Mosquito-borne diseases pose a significant public health challenge, and effective prevention requires accurate forecasting of mosquito populations. In this study, we developed a statistical forecasting framework that leverages climate factors, such as temperature and precipitation, to improve mosquito population predictions in Maricopa County, Arizona. Our approach combines adaptive modeling techniques and filtering methods to infer precise model parameters and address previously observed limitations, particularly the inability to capture spring dynamics. By incorporating an Ensemble Kalman Filter (EnKF) method, we estimated time-varying parameters (baseline population growth rate) and static parameters while resolving the spring problem observed in prior models.
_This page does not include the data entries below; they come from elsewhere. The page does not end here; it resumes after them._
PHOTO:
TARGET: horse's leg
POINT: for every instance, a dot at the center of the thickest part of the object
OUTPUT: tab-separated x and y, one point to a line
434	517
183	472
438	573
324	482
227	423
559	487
Using Generalized Additive Models (GAMs), we forecasted the baseline population growth rate on a weekly basis, integrating precipitation and temperature data as covariates. These forecasts were further used to run a mechanistic ordinary differential equation (ODE) model to predict mosquito abundance and estimate associated uncertainties. Our iterative framework was applied weekly over a 52-week period, successfully capturing seasonal variations in mosquito populations from 2014 to 2015. The EnKF demonstrated superior performance compared to traditional Markov Chain Monte Carlo (MCMC) approaches for fitting mosquito abundance data. This enhanced methodology provides actionable insights for public health decision-makers, supporting resource allocation and improving outcomes in mosquito-borne disease prevention. Our findings underscore the value of integrating climate data and adaptive filtering techniques to address forecasting challenges, ultimately enabling more effective responses to emerging or reemerging pathogens of mosquito-borne disease risks, which can be driven by human behavior to become a pandemic.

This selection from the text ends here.